Put a "cat whisker" between the hand car and engine and let the engine push it along. 😺


----------



## Dan Pierce (Jan 2, 2008)

Pushing the Gustav/2001 hand car will strip the single drive gear.


----------



## toddalin (Jan 4, 2008)

Which is why it needs to be disengaged/removed.


----------



## Greg Elmassian (Jan 3, 2008)

So, no joy in getting an answer about solving the virtually identical problem asked in a previous post.

I would suggest the solution I suggested before, in the other thread.

Greg


----------



## Russell Miller (Jan 3, 2008)

jpcorrao said:


> Is there a way to increase the speed of my handcar? I’m trying to match the speed of my engine so it looks like it‘s chasing the handcar.


BAGRS put opposing magnets on the front of the loco and the back of the handcar. You have to remove the gearing first in the handcar but the effect is quite convincing. Kids always think the loco is going to hit the handcar but it always speeds up out of the way.


----------



## amich35 (Jul 2, 2010)

Russell Miller said:


> BAGRS put opposing magnets on the front of the loco and the back of the handcar. You have to remove the gearing first in the handcar but the effect is quite convincing. Kids always think the loco is going to hit the handcar but it always speeds up out of the way.

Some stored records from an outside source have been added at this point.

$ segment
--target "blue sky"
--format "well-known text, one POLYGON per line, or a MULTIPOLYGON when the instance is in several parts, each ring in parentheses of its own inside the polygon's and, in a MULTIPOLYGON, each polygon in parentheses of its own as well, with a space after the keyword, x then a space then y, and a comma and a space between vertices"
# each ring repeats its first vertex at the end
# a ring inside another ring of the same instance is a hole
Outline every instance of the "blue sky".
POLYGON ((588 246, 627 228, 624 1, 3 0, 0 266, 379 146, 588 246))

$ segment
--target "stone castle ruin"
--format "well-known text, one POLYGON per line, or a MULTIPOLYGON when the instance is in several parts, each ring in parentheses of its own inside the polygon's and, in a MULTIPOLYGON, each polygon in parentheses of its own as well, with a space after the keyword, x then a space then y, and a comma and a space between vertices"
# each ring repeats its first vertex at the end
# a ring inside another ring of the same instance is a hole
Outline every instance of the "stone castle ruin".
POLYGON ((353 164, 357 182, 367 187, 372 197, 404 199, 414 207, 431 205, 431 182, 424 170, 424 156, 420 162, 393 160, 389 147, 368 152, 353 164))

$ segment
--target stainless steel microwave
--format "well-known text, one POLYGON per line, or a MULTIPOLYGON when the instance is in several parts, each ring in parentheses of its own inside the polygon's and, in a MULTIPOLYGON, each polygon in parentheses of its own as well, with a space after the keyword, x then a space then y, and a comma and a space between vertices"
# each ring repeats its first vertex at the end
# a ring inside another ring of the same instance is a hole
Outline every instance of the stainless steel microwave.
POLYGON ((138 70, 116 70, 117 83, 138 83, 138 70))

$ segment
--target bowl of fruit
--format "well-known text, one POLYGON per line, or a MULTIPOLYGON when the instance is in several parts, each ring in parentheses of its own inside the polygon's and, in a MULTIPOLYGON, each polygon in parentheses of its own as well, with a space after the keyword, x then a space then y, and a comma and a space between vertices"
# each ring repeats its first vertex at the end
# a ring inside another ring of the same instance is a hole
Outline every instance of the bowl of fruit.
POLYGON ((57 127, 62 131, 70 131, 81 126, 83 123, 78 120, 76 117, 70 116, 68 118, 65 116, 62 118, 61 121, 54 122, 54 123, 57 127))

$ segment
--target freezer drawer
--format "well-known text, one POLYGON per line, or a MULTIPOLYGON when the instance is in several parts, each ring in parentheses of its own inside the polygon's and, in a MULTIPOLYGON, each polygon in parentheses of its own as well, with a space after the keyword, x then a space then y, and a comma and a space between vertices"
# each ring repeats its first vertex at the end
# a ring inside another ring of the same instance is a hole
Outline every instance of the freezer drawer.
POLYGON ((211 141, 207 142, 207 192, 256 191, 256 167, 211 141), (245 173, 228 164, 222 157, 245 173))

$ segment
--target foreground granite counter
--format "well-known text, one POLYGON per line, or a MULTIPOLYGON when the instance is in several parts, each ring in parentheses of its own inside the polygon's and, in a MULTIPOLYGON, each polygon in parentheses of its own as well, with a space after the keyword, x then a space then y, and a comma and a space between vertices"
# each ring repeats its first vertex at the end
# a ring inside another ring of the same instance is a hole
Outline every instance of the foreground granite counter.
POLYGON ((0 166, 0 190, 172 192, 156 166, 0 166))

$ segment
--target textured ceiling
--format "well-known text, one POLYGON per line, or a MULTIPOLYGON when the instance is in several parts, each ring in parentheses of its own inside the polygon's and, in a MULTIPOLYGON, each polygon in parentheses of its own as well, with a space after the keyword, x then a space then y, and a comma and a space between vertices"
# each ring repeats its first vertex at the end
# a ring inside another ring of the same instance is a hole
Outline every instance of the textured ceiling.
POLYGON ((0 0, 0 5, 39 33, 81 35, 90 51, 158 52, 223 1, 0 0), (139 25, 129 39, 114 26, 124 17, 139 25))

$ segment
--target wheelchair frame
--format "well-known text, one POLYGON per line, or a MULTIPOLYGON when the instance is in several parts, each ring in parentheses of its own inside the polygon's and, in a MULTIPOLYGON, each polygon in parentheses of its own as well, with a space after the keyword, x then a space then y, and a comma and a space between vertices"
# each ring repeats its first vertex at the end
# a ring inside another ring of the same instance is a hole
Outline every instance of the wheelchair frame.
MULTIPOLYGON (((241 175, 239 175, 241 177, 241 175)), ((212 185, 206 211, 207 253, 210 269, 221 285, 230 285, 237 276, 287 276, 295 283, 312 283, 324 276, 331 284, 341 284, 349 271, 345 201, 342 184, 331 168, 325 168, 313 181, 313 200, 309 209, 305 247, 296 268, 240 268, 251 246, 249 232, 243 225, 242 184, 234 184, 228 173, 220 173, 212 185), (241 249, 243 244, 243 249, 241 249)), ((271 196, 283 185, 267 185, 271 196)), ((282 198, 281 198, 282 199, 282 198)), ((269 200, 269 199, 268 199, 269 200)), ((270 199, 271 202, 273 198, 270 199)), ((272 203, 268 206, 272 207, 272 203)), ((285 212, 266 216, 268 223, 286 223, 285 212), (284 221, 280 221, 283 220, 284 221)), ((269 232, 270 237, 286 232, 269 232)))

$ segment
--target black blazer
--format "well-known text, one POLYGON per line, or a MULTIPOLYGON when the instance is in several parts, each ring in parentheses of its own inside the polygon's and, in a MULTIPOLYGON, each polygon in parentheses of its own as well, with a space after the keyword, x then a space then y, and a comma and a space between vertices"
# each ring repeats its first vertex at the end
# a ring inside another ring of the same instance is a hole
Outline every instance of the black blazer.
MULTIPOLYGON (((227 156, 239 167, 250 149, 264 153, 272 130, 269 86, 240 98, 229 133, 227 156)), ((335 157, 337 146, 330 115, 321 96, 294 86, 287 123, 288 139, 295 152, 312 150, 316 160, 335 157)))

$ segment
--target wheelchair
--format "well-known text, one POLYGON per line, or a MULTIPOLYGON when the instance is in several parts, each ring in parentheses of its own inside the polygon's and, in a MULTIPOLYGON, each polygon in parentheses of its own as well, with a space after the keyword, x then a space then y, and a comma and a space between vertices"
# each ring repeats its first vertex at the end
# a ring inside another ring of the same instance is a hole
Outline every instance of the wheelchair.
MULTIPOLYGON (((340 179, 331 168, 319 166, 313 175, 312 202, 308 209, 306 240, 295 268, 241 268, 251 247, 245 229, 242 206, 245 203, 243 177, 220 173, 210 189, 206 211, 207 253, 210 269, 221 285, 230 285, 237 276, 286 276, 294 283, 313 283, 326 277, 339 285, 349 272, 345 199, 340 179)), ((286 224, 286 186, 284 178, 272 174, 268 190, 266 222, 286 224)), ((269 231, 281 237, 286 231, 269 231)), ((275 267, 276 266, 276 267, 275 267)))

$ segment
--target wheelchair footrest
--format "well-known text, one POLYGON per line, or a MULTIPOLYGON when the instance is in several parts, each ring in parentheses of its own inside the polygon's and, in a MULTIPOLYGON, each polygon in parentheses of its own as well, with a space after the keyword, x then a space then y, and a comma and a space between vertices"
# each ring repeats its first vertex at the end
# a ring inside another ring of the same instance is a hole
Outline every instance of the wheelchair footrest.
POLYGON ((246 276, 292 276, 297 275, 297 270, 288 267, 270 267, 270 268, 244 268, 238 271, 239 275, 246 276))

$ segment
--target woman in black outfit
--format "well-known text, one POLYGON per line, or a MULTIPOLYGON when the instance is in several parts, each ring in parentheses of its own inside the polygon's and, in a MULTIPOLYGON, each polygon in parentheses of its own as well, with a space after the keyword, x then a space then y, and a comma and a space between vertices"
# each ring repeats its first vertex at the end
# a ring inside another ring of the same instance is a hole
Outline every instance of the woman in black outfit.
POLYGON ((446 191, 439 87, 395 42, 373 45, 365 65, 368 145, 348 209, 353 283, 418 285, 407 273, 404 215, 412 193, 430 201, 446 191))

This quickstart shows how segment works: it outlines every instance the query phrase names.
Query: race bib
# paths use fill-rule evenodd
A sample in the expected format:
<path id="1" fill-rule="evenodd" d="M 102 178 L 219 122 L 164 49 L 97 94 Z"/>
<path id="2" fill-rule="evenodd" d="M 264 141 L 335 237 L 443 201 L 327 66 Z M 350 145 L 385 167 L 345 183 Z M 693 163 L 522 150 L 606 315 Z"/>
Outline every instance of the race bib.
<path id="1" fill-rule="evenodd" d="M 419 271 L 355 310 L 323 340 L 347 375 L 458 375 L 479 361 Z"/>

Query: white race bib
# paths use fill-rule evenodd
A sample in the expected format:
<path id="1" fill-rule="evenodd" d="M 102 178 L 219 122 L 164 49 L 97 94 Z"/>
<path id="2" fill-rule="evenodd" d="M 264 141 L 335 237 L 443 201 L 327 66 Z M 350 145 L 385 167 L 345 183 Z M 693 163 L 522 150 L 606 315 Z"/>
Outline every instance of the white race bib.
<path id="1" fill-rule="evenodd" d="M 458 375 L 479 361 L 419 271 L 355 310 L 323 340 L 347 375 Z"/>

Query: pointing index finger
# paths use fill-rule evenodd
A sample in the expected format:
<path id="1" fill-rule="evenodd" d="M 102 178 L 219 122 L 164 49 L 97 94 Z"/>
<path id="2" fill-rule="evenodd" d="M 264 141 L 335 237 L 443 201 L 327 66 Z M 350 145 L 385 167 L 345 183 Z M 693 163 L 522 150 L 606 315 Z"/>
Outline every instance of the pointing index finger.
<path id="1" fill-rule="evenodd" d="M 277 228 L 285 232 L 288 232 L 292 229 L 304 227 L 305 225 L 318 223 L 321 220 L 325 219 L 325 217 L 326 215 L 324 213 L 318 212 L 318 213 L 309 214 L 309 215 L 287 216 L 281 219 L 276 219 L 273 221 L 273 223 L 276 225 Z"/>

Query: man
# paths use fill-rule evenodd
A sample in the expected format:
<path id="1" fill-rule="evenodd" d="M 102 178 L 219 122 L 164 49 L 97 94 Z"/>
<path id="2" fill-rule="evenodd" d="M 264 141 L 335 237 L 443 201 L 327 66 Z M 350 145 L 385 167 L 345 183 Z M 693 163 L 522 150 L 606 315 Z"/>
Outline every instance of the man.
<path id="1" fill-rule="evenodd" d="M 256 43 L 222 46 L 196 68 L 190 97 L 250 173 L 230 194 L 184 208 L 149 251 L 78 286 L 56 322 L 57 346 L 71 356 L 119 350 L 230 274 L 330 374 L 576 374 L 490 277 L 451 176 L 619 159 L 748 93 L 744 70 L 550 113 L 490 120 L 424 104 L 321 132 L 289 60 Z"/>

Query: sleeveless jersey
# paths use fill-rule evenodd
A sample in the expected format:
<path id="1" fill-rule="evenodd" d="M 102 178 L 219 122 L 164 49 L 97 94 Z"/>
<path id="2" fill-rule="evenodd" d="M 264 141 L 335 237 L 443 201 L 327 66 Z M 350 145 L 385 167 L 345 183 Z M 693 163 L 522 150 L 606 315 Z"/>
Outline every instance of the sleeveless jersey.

I did this with an ebay handcar that came without a motor. Works great!


----------



## Greg Elmassian (Jan 3, 2008)

Back to the op's question, use a diode voltage dropper in series with one of the motor leads on the faster loco...

By fine tuning the number of diodes, you can get it pretty close.






Misc. electronics


Greg Elmassian web site on large scale trains and garden railroads, cigars, and computers




elmassian.com


----------



## Pete Thornton (Jan 2, 2008)

Greg Elmassian said:


> By fine tuning the number of diodes, you can get it pretty close.


I bought a bunch of 6 amp diodes and used them to drop the 16.8 V from my 14.4V Li battery pack so it was 14 V or less. My 12V ESC didn't like anything over 14V.
(I have now replaced them with a 12V regulator board. It works much better!)


----------



## Greg Elmassian (Jan 3, 2008)

Have to be careful, if it is a normal 3 terminal series pass regulator, then it can generate heat. The diode solution I have suggested will not generate heat.

Greg


----------



## jpcorrao (Nov 25, 2021)

Russell Miller said:


> BAGRS put opposing magnets on the front of the loco and the back of the handcar. You have to remove the gearing first in the handcar but the effect is quite convincing. Kids always think the loco is going to hit the handcar but it always speeds up out of the way.


Russell, excellent solution. Thank you.


----------